Nell’appello è sottolineata la catastrofe prodotta dall’uomo: “Non si tratta di una catastrofe naturale, ma prodotta dall’uomo. Il lento strangolamento di Gaza mette in luce non solo il sacrificio di quella popolazione civile, ma anche le nozioni di autonomia, libertà, in quanto diritti universali e la sopravvivenza stessa della Palestina…

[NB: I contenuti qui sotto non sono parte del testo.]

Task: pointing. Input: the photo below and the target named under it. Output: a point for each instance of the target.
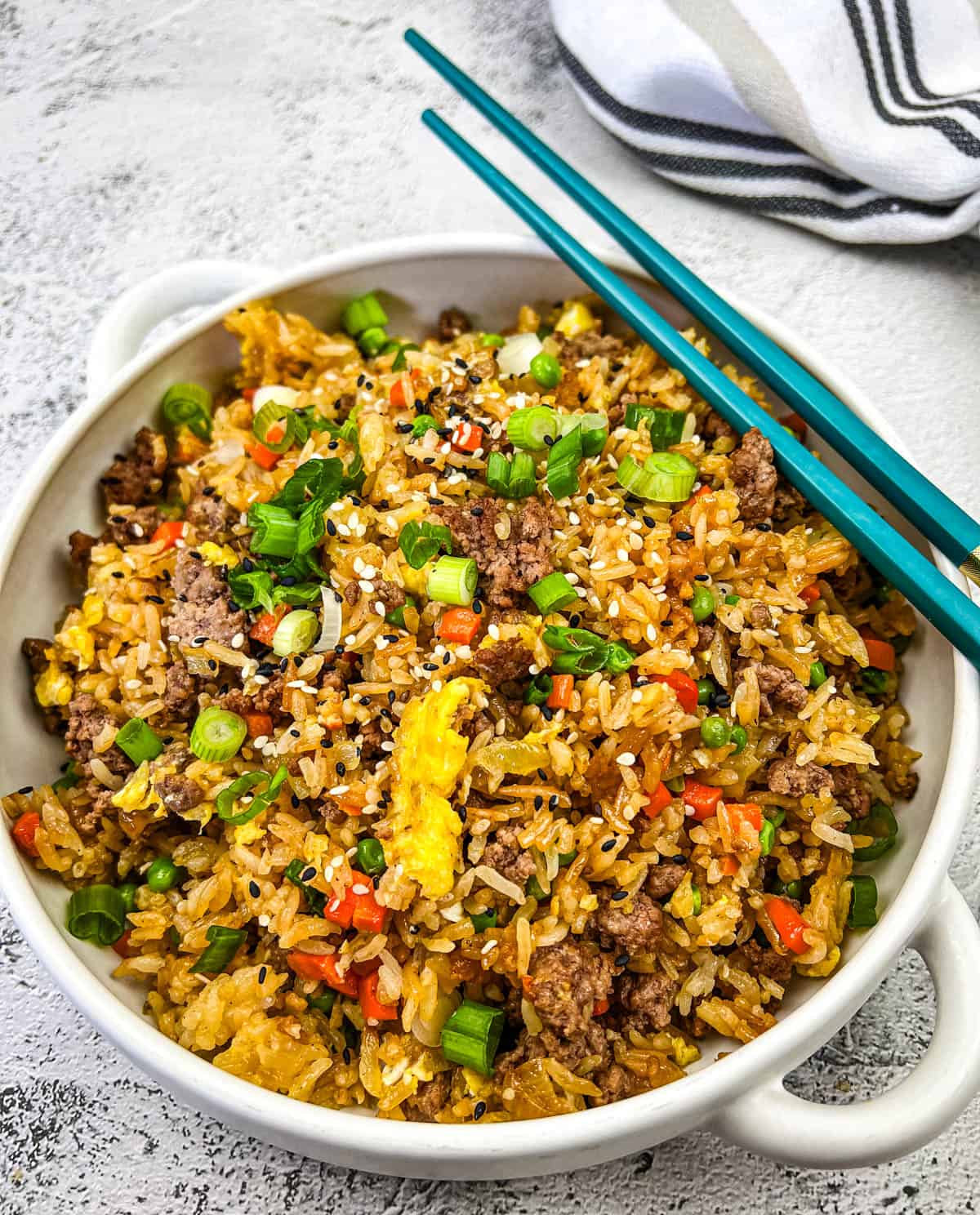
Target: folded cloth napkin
(855, 118)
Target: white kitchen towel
(855, 118)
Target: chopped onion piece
(517, 353)
(330, 634)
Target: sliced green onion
(323, 1003)
(619, 657)
(315, 899)
(863, 913)
(528, 429)
(511, 477)
(97, 914)
(137, 741)
(421, 542)
(189, 405)
(539, 689)
(546, 370)
(372, 341)
(397, 617)
(564, 465)
(271, 418)
(274, 530)
(422, 423)
(452, 580)
(251, 590)
(363, 314)
(666, 427)
(296, 633)
(223, 946)
(163, 875)
(228, 797)
(880, 826)
(552, 593)
(218, 734)
(371, 857)
(69, 779)
(715, 732)
(702, 603)
(472, 1035)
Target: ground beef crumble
(510, 564)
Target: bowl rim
(692, 1098)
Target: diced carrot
(658, 801)
(788, 923)
(323, 968)
(371, 1006)
(561, 692)
(24, 830)
(169, 532)
(748, 811)
(880, 654)
(258, 724)
(684, 687)
(795, 423)
(261, 453)
(459, 625)
(264, 629)
(702, 799)
(122, 944)
(467, 436)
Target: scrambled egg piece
(218, 554)
(76, 637)
(427, 761)
(52, 685)
(575, 318)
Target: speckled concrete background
(137, 134)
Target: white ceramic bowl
(742, 1096)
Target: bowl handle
(119, 334)
(775, 1123)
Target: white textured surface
(137, 134)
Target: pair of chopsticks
(920, 502)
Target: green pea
(371, 857)
(715, 732)
(706, 690)
(163, 874)
(546, 370)
(702, 604)
(128, 894)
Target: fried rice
(599, 870)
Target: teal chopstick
(939, 600)
(915, 496)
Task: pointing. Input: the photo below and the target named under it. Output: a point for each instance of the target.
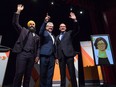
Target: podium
(4, 55)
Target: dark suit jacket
(18, 47)
(65, 46)
(47, 47)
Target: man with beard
(66, 52)
(47, 53)
(26, 48)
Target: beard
(32, 29)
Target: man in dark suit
(47, 53)
(66, 53)
(26, 48)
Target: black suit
(47, 56)
(65, 54)
(26, 53)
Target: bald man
(26, 48)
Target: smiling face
(62, 27)
(101, 45)
(49, 26)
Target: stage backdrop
(92, 73)
(56, 78)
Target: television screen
(102, 49)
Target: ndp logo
(3, 57)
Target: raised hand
(72, 16)
(47, 18)
(20, 7)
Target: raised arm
(15, 20)
(42, 29)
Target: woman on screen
(101, 44)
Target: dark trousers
(24, 65)
(46, 70)
(70, 64)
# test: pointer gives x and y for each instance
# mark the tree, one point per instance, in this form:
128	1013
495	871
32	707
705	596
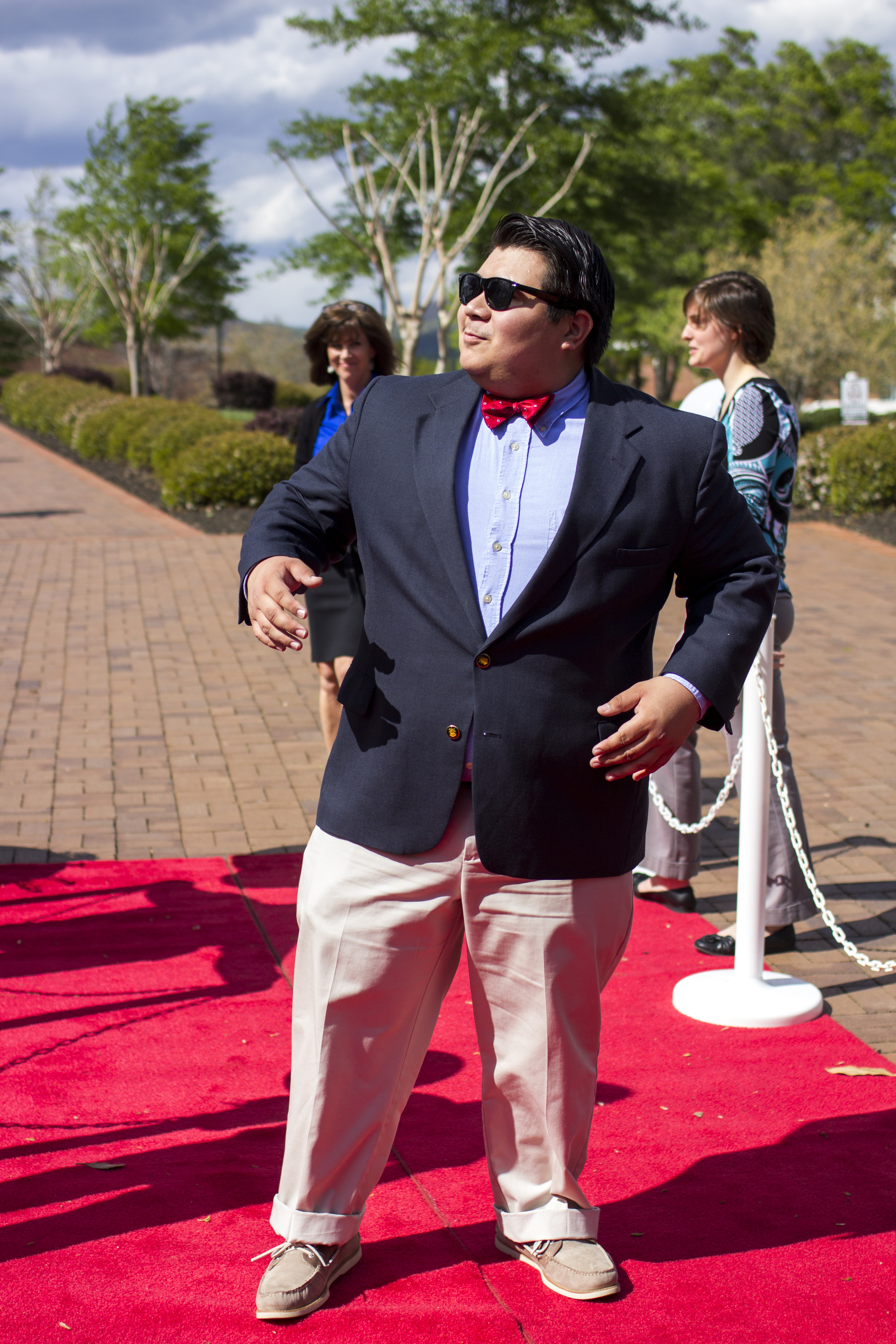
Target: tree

Si contano ormai centinaia di morti per mancanza di medicine, di cure come radioterapia e chemioterapia, per mancanza di strumenti per la diagnostica e la cura, e aumenteranno inevitabilmente per l’inquinamento ambientale, la povertà e la conseguente malnutrizione dei settori più fragili della popolazione, in particolare i bambini. La carenza di elettricità, carburante, la mancanza di fognature e di acqua potabile è insostenibile e insopportabile, e incide sulla salute pubblica. Il crollo delle attività produttive e commerciali causa oltre il 40% di disoccupazione, con la conseguente disperazione di una popolazione per lo più giovane”.